Monday, March 28, 2011

Raising Girls

by Kris Pitcher

One of the things I love about traveling is the absolute social voyeurism. It's also what I hate about it...depending. Recently, we were about to board a flight with forty-seven teen-aged kids with violas, violins and other instruments in cases I couldn't identify. Their buzz drowned out the announcements, but then one of their chaperons began to line them all up for pre-boarding.

As she did, the rest of us began to form somewhat of a line. A man traveling with his daughter stood behind us. She was maybe ten or eleven. "How long ago was 1988?" She asked her dad. "Well, let's see. That was the year after I graduated from high school." He told her.

I was hoping he'd tell her it was not very long ago...it was the year I graduated. "A little more than 20 years." He told her. She was flipping through a "teen beat" type of magazine. As we waited on the jet way she said from behind her magazine, "He's an American playing a Candanadian. And she's a Candanadian, playing an American. See, it's the opposite. They're playing the opposite."

She was laughing and her dad chuckled. He didn't correct her, or tell her she was saying the word wrong. He just enjoyed that she found the irony in the actors playing the opposite. Later, as they sat in front of us on the plane, I watched him carefully take the braids out of her hair one by one. He twisted his long arms all around her head in his tiny space, gently pulling each one out. Then he made a motion for her to put her fingers in her hair and shake her hair out. All the while he looked at her with eyes who saw a princess.

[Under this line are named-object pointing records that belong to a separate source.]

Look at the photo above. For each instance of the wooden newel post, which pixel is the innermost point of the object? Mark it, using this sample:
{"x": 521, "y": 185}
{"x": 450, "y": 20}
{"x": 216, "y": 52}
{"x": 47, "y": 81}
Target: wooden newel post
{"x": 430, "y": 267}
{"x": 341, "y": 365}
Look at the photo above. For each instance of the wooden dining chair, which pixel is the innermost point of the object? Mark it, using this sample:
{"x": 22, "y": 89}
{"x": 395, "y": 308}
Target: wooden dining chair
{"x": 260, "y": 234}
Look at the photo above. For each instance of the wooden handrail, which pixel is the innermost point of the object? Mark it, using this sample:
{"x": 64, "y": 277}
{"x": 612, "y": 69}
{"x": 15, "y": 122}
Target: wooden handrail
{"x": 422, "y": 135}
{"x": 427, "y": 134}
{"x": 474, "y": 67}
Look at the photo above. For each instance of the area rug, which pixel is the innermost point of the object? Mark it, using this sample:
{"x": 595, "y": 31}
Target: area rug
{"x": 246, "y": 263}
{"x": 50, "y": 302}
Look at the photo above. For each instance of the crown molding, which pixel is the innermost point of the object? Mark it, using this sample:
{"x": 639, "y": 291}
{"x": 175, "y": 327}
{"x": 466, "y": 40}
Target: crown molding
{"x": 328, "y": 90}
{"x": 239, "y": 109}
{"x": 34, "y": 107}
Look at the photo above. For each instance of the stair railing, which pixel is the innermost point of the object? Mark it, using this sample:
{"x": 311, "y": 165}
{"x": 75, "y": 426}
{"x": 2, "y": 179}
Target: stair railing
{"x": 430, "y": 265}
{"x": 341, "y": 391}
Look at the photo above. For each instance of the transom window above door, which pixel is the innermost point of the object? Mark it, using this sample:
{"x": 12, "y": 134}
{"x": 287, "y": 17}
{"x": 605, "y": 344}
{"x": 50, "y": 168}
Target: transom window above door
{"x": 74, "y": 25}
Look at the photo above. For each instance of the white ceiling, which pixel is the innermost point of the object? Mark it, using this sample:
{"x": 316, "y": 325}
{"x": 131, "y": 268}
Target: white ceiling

See, raising girls is hard. Knowing when to correct...and when to let them just be right. When to not embarrass them in front of other people when it doesn't matter. These are the kind of moments which will shape who she becomes.

They're the moments that will determine her self-esteem, her confidence, and how she'll expect to be treated by men. I couldn't help in my social voyeuristic way to be awe-struck by this dad and his daughter. I was impressed by the gentle way he was with her. Especially amidst what can be so chaotic, travel.

This girl has a fighting chance. I hope you'll be gentle with yourself, and with the girls you know...after all raising girls is hard.